Commentary: The technology exists to implement newborn NGS in addition or to supplement newborn screening - but should we? This is a knotty and complex question, but we have to start to address it for the sake of the children and families who are affected. About half of affected kids will become symptomatic during childhood - the remainder will show symptoms later in life. Many will be admitted to the NICU/ICU, and among these children, ~30% will not reach their fifth birthday.
The reality is that the ball is already rolling - and as we’ve seen with other technologies, we need to start now if we want to control the direction in which it travels.

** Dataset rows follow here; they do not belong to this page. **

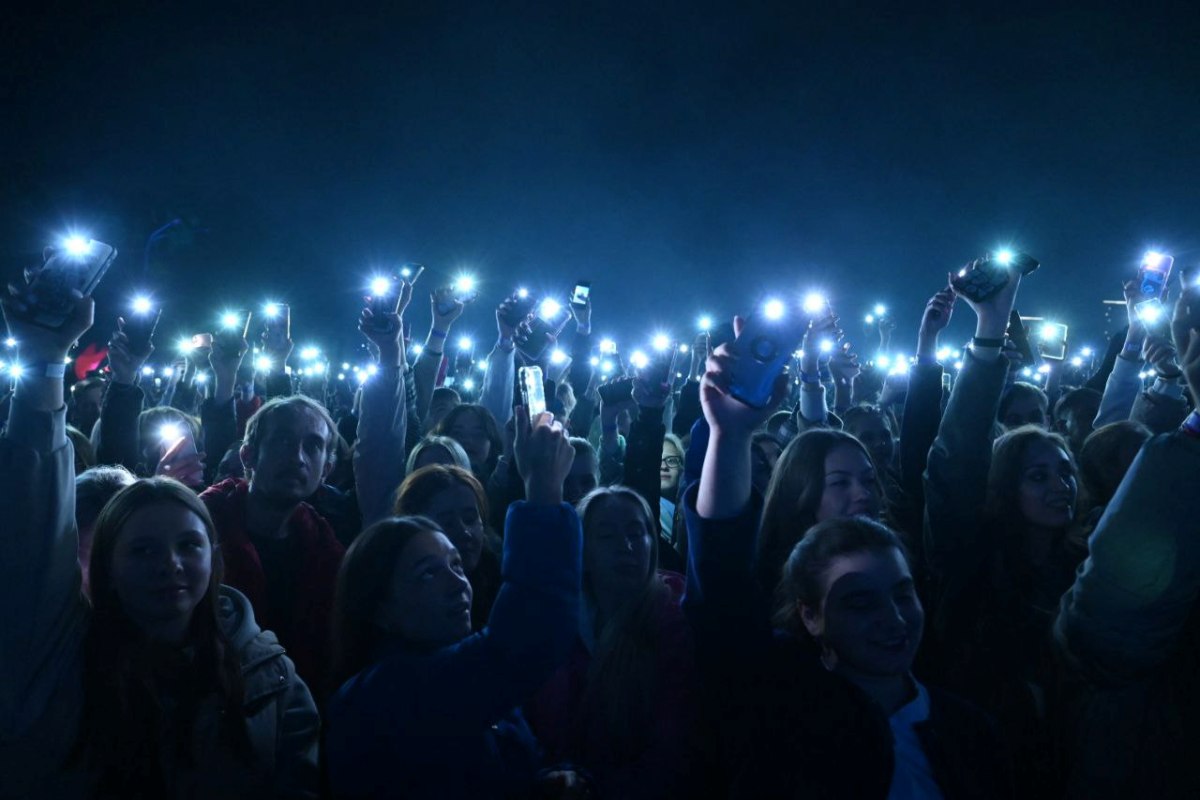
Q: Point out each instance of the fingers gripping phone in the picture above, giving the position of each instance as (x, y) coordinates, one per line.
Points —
(533, 391)
(77, 266)
(762, 350)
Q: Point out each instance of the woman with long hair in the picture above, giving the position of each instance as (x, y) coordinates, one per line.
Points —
(623, 707)
(163, 685)
(454, 499)
(427, 708)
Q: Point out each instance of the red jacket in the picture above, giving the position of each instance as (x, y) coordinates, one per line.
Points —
(307, 635)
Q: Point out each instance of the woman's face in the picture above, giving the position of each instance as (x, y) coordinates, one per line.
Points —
(850, 487)
(617, 548)
(457, 515)
(469, 431)
(870, 615)
(429, 600)
(432, 455)
(670, 469)
(1047, 491)
(162, 563)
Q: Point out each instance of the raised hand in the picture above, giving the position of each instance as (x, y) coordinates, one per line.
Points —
(544, 456)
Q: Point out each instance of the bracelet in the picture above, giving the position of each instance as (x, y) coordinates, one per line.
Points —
(1192, 425)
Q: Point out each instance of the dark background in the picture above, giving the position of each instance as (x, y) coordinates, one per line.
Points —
(684, 158)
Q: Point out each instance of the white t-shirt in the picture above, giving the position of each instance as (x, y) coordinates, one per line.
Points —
(912, 776)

China played rock, paper, scissors with the global pandemic
As we discussed last week, China rolled the dice (apologies for the mixed metaphors) by abruptly ending their zero-COVID policy in December 2022. The world was concerned that novel variants with global consequences would result, but it looks like we have dodged the bullet - we have not seen anything very threatening yet, and cases in China are declining (although China is submitting very few sequences to international databases such as GISAID).
Which variant wins in a population is a function of pre-existing immunity and the winner’s ability to evade it (hence the rock-paper-scissors analogy), so each country’s variant trajectory is different. Due to strict lockdown, the Zero-COVID policy and relatively low vaccine uptake and effectiveness, especially among older citizens, China’s population was relatively immune-naive when the virus started blazing through at the end of last year. That meant the virus didn’t face significant pressure to evolve - it had plenty of easy-to-infect hosts available.

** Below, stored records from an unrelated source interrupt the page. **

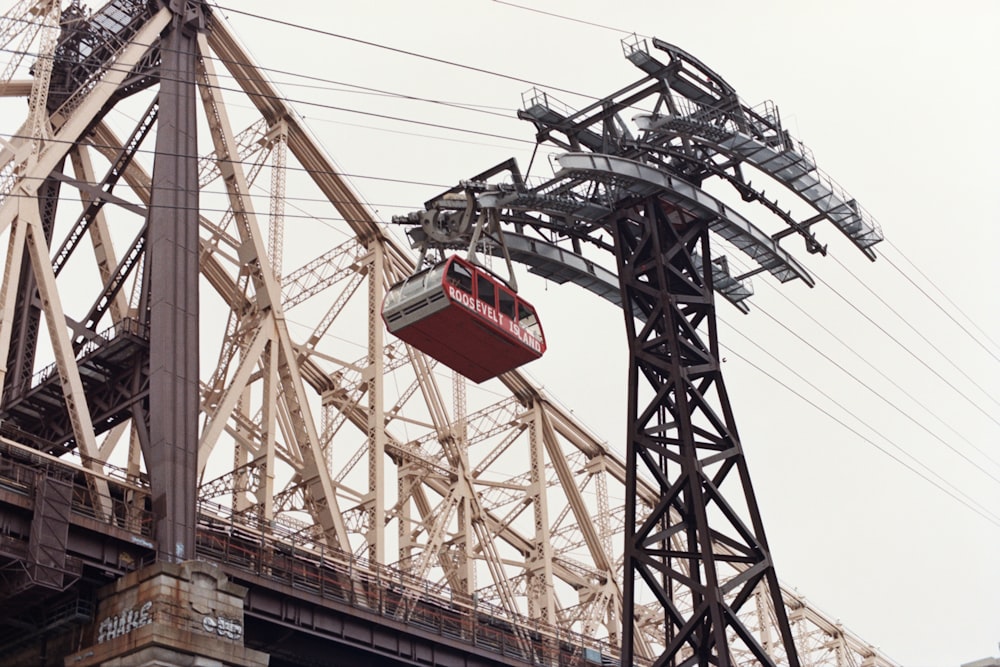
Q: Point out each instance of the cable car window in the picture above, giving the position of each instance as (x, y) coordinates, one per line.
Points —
(527, 319)
(460, 277)
(508, 304)
(487, 292)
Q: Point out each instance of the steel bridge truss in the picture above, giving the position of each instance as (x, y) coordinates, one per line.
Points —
(308, 417)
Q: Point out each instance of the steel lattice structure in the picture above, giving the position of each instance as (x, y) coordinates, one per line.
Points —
(115, 209)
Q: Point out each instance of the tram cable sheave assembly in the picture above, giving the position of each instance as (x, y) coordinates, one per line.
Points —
(632, 185)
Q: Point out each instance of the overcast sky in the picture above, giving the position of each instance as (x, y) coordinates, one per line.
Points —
(834, 388)
(868, 405)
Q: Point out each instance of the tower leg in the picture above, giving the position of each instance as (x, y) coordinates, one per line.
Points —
(700, 554)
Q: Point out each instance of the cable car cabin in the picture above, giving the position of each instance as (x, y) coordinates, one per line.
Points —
(465, 318)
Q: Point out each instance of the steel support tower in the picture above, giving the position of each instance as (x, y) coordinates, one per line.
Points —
(134, 244)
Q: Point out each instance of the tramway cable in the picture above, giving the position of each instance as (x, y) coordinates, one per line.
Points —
(989, 516)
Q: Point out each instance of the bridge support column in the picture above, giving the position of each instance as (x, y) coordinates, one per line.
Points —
(169, 615)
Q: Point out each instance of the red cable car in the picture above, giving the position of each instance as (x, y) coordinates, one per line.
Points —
(465, 318)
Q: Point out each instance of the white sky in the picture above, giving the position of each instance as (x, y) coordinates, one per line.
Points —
(898, 102)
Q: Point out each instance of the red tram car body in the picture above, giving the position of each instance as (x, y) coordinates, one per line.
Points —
(465, 318)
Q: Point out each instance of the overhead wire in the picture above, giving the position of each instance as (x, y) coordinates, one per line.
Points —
(439, 60)
(970, 504)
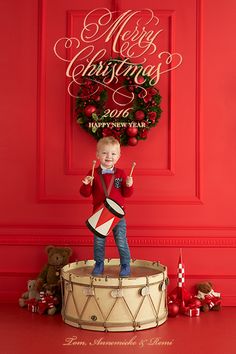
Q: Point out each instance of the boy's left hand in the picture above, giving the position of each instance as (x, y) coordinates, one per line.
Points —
(129, 181)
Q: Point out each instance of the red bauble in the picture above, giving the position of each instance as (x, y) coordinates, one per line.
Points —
(132, 131)
(139, 115)
(173, 309)
(89, 110)
(132, 141)
(195, 302)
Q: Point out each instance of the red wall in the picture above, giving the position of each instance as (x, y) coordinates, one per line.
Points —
(185, 175)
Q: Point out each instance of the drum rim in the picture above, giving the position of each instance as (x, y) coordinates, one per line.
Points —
(114, 212)
(94, 231)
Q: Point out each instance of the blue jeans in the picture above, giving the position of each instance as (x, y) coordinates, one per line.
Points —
(119, 233)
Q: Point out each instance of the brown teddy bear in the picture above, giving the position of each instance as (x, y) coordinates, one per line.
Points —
(58, 257)
(30, 294)
(210, 299)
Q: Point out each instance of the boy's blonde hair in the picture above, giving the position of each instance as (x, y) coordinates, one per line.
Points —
(108, 140)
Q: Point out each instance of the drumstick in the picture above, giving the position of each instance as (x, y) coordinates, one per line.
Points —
(94, 163)
(132, 168)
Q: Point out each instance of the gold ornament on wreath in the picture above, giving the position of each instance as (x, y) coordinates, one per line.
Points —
(134, 120)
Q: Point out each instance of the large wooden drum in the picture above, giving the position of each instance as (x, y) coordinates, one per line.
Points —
(110, 303)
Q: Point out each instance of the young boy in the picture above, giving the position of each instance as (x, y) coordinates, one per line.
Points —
(108, 153)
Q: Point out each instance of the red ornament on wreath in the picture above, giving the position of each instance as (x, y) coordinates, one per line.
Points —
(132, 131)
(127, 122)
(139, 115)
(89, 110)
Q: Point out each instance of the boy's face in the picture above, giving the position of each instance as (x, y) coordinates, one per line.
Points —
(108, 155)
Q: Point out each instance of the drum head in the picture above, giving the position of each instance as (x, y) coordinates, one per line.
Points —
(114, 207)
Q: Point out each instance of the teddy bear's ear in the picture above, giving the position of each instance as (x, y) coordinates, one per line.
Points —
(49, 248)
(68, 251)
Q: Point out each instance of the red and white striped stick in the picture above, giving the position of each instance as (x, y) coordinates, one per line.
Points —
(132, 169)
(93, 166)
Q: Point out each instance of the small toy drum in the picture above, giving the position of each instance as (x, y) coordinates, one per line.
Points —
(104, 219)
(110, 303)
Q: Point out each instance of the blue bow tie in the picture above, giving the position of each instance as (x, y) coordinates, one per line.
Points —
(107, 171)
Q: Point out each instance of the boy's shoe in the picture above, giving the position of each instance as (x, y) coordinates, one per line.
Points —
(124, 270)
(98, 268)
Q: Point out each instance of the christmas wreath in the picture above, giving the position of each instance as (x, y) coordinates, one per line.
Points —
(128, 125)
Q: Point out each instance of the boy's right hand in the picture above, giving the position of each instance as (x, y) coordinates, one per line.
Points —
(87, 180)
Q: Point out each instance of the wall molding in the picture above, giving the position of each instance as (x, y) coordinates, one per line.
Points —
(80, 241)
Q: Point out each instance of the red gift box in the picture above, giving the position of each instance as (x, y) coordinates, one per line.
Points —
(194, 312)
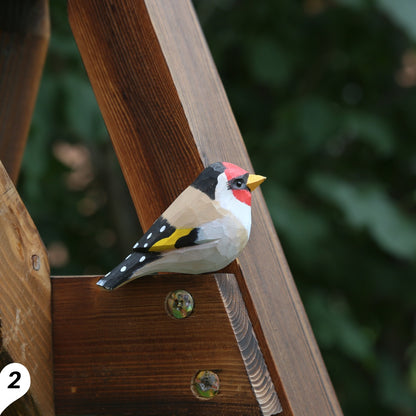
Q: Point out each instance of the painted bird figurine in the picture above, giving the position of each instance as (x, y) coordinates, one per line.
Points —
(203, 230)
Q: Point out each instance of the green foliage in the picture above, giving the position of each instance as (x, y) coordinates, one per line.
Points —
(325, 95)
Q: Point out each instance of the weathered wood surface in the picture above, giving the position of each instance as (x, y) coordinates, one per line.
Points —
(168, 116)
(24, 38)
(25, 294)
(120, 353)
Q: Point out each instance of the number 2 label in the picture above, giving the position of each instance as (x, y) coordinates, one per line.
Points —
(14, 383)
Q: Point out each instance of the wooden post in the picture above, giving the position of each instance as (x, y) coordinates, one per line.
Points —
(24, 38)
(168, 116)
(25, 298)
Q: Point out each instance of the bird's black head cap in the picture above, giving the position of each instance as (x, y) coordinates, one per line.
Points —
(207, 180)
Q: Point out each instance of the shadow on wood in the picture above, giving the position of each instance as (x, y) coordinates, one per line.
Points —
(121, 353)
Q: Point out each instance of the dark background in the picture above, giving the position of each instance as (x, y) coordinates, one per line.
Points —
(324, 94)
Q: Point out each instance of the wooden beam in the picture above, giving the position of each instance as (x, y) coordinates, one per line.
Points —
(25, 296)
(168, 115)
(121, 352)
(24, 38)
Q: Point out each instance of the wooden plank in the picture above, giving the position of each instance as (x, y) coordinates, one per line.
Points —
(24, 38)
(167, 114)
(25, 314)
(120, 353)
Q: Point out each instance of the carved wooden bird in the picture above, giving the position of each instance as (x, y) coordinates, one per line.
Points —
(203, 230)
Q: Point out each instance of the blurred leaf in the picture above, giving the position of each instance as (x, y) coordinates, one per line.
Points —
(303, 228)
(356, 4)
(371, 129)
(393, 390)
(269, 62)
(403, 12)
(368, 206)
(335, 328)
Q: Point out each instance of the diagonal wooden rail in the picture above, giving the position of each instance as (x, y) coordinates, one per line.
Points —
(24, 39)
(168, 116)
(119, 353)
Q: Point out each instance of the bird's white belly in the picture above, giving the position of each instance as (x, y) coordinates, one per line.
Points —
(219, 244)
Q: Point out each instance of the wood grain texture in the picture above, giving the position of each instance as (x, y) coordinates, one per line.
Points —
(168, 115)
(25, 312)
(24, 38)
(120, 353)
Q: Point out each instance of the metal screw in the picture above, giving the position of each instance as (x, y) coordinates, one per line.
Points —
(179, 304)
(205, 384)
(36, 262)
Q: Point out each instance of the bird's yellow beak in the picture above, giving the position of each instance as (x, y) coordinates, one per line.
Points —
(254, 181)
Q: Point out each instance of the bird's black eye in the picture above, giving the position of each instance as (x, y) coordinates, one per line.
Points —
(239, 183)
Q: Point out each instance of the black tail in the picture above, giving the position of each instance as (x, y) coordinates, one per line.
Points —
(126, 270)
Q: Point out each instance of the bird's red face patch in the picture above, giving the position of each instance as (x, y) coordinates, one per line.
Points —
(232, 172)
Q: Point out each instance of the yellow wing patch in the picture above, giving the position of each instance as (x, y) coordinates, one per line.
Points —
(168, 243)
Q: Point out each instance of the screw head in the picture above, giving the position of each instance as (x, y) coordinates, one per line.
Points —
(205, 384)
(36, 262)
(179, 304)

Commentary: It’s easy to say in hindsight that we didn’t need to worry - COVID has surprised us too many times for us to be comfortable in complacency. But it’s good to be able to breathe a sigh of relief for once.
Quick Hits
Moderna has announced that it will offer its COVID vaccine at no cost to people in the US who have no insurance. However, qualifying for it will require an application, a process which can be onerous for exactly the low-resource population the program is intended to help.